Why SAS became the CDISC default
The FDA began requiring electronic submissions in the 1990s. SAS was the dominant statistical software at every major pharma company. When CDISC developed SDTM and ADaM standards in the 2000s, they were operationalized in SAS. FDA reviewers learned to use SAS. CROs built their entire data management infrastructure around it.
The result is a path dependency: CDISC implementation guidance is written with SAS examples, FDA review tools (JMP Clinical, Pinnacle 21) were built to validate SAS transport files, and the people who know how to do CDISC submissions learned on SAS.
None of this means SAS is technically required. It means the ecosystem developed around SAS.
The regulatory reality in 2026
The FDA's data standards catalog specifies CDISC format requirements, not SAS. The Study Data Technical Conformance Guide makes no mention of a required software. XPORT format (the SAS transport file format) is still required for submission, but it can be generated from R.
Several companies have now submitted successfully to FDA and EMA using R-generated CDISC datasets. Roche, GSK, and others have published their open-source tooling. The Pharmaverse consortium exists specifically to make R-based CDISC implementation tractable.

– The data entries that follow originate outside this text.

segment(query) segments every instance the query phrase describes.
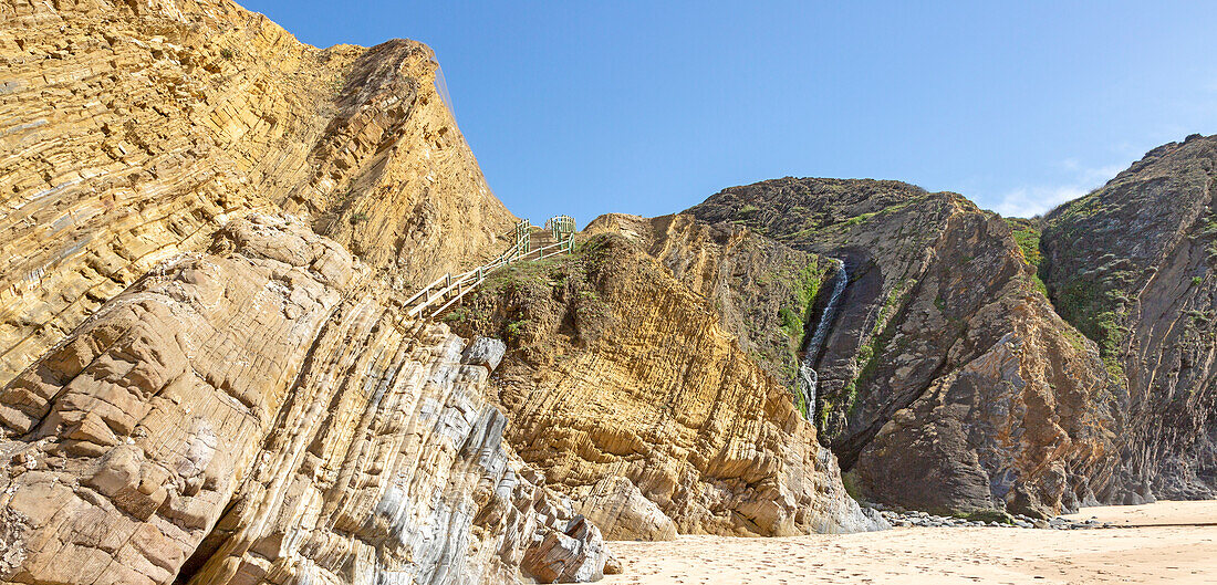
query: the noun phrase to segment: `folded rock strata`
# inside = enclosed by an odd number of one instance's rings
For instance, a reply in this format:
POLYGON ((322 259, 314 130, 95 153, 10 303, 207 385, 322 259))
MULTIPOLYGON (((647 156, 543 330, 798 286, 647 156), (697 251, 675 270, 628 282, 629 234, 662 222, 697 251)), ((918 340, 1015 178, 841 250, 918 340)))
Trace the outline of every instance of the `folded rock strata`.
POLYGON ((1127 379, 1120 504, 1217 497, 1215 164, 1193 135, 1044 218, 1056 309, 1127 379))
POLYGON ((668 538, 667 519, 738 535, 882 525, 846 495, 786 388, 626 237, 492 277, 445 320, 512 343, 493 379, 507 440, 615 538, 668 538))
POLYGON ((599 530, 504 446, 489 370, 366 275, 297 220, 232 221, 7 384, 0 579, 598 578, 599 530))
POLYGON ((422 44, 315 49, 226 0, 2 0, 0 19, 0 384, 251 210, 404 288, 511 226, 422 44))
POLYGON ((896 181, 791 178, 688 213, 845 261, 841 311, 812 356, 814 412, 860 495, 1039 516, 1110 500, 1118 381, 1036 289, 1000 218, 896 181))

What R can do: SDTM with Pharmaverse
The Pharmaverse is a curated set of R packages for clinical reporting. For SDTM, the key packages are sdtm.oak (mapping raw data to SDTM domains) and xportr (producing XPT files with proper metadata).
library(sdtm.oak)
library(xportr)
library(dplyr)
# Map raw demographics to SDTM DM domain
dm <- raw_demographics %>%
derive_dm_age(
age_var = "age_at_consent",
ageu = "YEARS"
) %>%
derive_dm_sex(sex_var = "sex_at_birth") %>%
assign_ct(
ct_spec = load_ct_spec("ct_dm.yaml"),
col_var = "RACE"
)
# Write XPT with proper labels and formats
dm %>%
xportr_label(metadata = dm_metadata, domain = "DM") %>%
xportr_format(metadata = dm_metadata, domain = "DM") %>%
xportr_write("DM.xpt")
The output is a properly structured XPT file that passes Pinnacle 21 validation with no structural errors.
Building an ADaM dataset in R
For ADaM, the admiral package (developed by a Roche-GSK consortium and now maintained by Pharmaverse) provides a tidy, pipe-based API for building ADSL, ADAE, ADLB, and other standard datasets.
library(admiral)
# Build ADSL from SDTM DM, DS, EX
adsl <- dm %>%
derive_vars_merged(
dataset_add = ds,
new_vars = exprs(EOSDT = DSSTDTC),
filter_add = DSCAT == "DISPOSITION EVENT"
) %>%
derive_var_trtdurd() %>%
derive_var_disposition_status(
dataset_ds = ds,
new_var = EOSSTT,
status_var = DSDECOD
)
adsl %>%
xportr_label(adsl_spec, "ADSL") %>%
xportr_write("ADSL.xpt")
The admiral API is verbose but structured to mirror the CDISC ADaM implementation guide. Each derive_* function corresponds to a documented derivation step.
Validation without SAS: xportr and Pinnacle 21
The standard validation workflow for CDISC datasets is Pinnacle 21 Community (free) or Enterprise. It accepts XPT files regardless of how they were generated. The checks are against CDISC conformance rules, not against SAS.
The xportr package adds a pre-submission validation layer in R: it enforces variable labels, formats, and lengths before writing the XPT file, catching metadata errors that would otherwise surface in Pinnacle 21.
What you still need a specialist for
R can do the heavy lifting, but some things still require domain expertise:
- Define.xml generation: the submission metadata file. Tools exist (metacore, defineR) but the output requires careful review against FDA requirements.
- STDM/ADaM reviewer's guide: this is a Word document written by a human who understands both the trial design and CDISC. No tool generates it.
- Controlled terminology alignment: mapping your data collection terms to CDISC CT requires judgment, especially for adverse event coding (MedDRA) and lab parameters (LOINC/CDISC CT).
A practical roadmap
For a small biotech team preparing a first submission with no SAS infrastructure:
- Week 1-2: Set up Pharmaverse environment (renv, admiral, xportr, Pinnacle 21). Build ADSL for your study.
- Week 3-4: Build primary efficacy ADaM dataset (typically ADEFF or ADRS). Run through Pinnacle 21. Resolve structural errors.
- Week 5-6: Build ADAE and ADLB. Generate Define.xml. Review against FDA study data technical conformance guide.
- Ongoing: Document derivations in annotated SDTM and ADaM reviewer's guides.
Key takeaway
CDISC compliance without SAS is not only possible, it is now a well-trodden path for small biotech teams. The Pharmaverse ecosystem has reached production maturity. The remaining gap is not technical: it is the domain expertise to make correct mapping decisions, and documentation that satisfies FDA reviewers.